Scientists said Wednesday a new drug tested on monkeys provided an astonishingly effective shield against an animal version of the AIDS virus, a major gain in the quest for an HIV vaccine.
Macaque monkeys given the drug were able to fend off high repeated doses of the simian version of the human immunodeficiency virus (HIV), they reported in the journal Nature.
“We… show a way to achieve long-lived, effective, vaccine-like protection from HIV 1,” the main group of viral strains in humans, said study leader Michael Farzan, a professor at the Scripps Research Institute in Florida.
The prototype drug, called eCD4-Ig, comprises two imitations of the receptors, or docking points, where HIV latches on to CD4 cells — the key defences of the immune cells.
The mimics latch on to the virus, tricking it into prematurely launching the docking procedure.
The virus can only execute the procedure once, rendering it unable to attach to CD4 cells thereafter.

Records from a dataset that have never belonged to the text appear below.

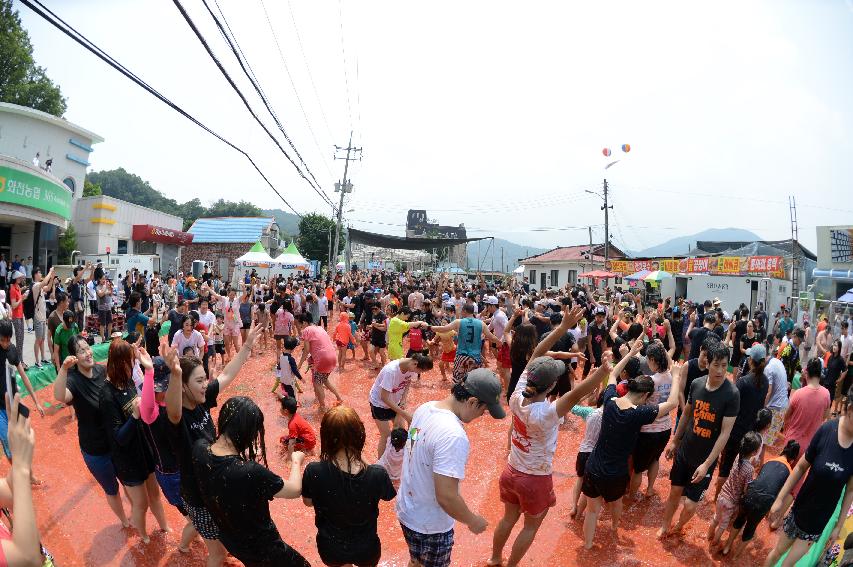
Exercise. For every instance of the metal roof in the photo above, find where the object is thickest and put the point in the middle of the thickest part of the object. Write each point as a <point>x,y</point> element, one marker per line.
<point>229,229</point>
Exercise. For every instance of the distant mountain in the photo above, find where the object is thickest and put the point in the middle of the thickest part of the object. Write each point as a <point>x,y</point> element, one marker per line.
<point>490,254</point>
<point>683,244</point>
<point>288,223</point>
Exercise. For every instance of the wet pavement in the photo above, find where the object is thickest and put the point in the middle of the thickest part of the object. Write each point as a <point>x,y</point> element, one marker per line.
<point>77,526</point>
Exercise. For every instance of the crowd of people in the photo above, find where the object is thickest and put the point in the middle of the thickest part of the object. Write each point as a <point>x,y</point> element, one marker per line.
<point>754,413</point>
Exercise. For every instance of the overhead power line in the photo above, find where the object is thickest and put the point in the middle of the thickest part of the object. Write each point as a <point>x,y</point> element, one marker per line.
<point>236,89</point>
<point>289,76</point>
<point>68,30</point>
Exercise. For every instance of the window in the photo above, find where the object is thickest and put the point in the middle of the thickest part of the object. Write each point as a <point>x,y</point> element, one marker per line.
<point>142,247</point>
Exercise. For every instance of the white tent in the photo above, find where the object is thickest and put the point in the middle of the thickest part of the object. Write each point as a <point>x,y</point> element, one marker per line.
<point>256,257</point>
<point>289,261</point>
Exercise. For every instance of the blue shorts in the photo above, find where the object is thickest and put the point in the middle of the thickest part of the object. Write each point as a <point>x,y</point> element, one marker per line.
<point>170,484</point>
<point>4,433</point>
<point>430,550</point>
<point>101,467</point>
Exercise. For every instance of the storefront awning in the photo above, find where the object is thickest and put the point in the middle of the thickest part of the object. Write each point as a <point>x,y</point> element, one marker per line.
<point>151,233</point>
<point>833,274</point>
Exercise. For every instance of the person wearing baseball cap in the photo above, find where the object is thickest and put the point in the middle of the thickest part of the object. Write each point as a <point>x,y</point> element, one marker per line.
<point>436,455</point>
<point>526,484</point>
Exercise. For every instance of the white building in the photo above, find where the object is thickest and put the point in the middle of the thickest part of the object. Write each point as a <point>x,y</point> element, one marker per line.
<point>36,204</point>
<point>106,225</point>
<point>562,265</point>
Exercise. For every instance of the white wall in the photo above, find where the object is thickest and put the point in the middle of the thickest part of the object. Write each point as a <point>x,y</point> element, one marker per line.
<point>93,238</point>
<point>23,132</point>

The scientists likened the effect to closing the door to an intruder and tossing away the key.
The drug provides “very, very strong protection,” Farzan told AFP by email.
The paper reported on a 40-week experiment which showed that inoculated animals thrived even after being injected with four times the dose needed to infect macaques in a “control” group.
Further research, to be unveiled at a conference in Seattle next week, found that the treated macaques “continue to be protected from eight times and 16 times the infectious dose, more than a year after inoculation,” Farzan said.
The search for a vaccine has been one of the most frustrating chapters of the AIDS saga.
Traditional antibody-based vaccine candidates have failed to put up more than a partial shield, partly because of mutations in the stealthy virus.
The new prototype formula, though, targets sites on the virus’ so-called Env entry protein that are “highly conserved” — a scientific term meaning that these sites do not mutate very much.
Lab-dish tests have found that the drug also works on human HIV, which is very close to the simian version of the virus.
“Unlike antibodies, which fail to neutralise a large fraction of HIV-1 strains, our protein has been effective against all strains tested, raising the possibility it could offer an effective HIV vaccine alternative,” said Farzan.
He cautioned: “Of course, we still need to do further safety studies in both macaques and humans” before any trials can take place.
Since 1981, about 78 million people have been infected by HIV, which destroys immune cells and leaves the body exposed to tuberculosis, pneumonia and other opportunistic diseases.
Thirty-nine million have died, according to UN estimates.
– Treatment burden –
Antiretroviral drugs, invented in the mid-1990s, can treat infection, but cannot cure it or prevent it.
Treatment is lifelong, carries side effects and for many health systems, the drugs bill is spiralling, said Anthony Fauci, head of the US National Institute of Allergy and Infectious Diseases (NIH), whose parent organisation funded the research.
“This innovative research marks an important step toward our goal of putting HIV into sustained remission in chronically-infected people,” Fauci said in a press release.
The approach behind eCD4-Ig is based on the idea that two is better than one. Separately, the two mimics are not effective, but together they are.
They are delivered into the body inside a harmless adenovirus that is used extensively in medical research.
Once injected into muscle tissue, the virus uses cells to crank out the protective protein, in quantities that could last for years.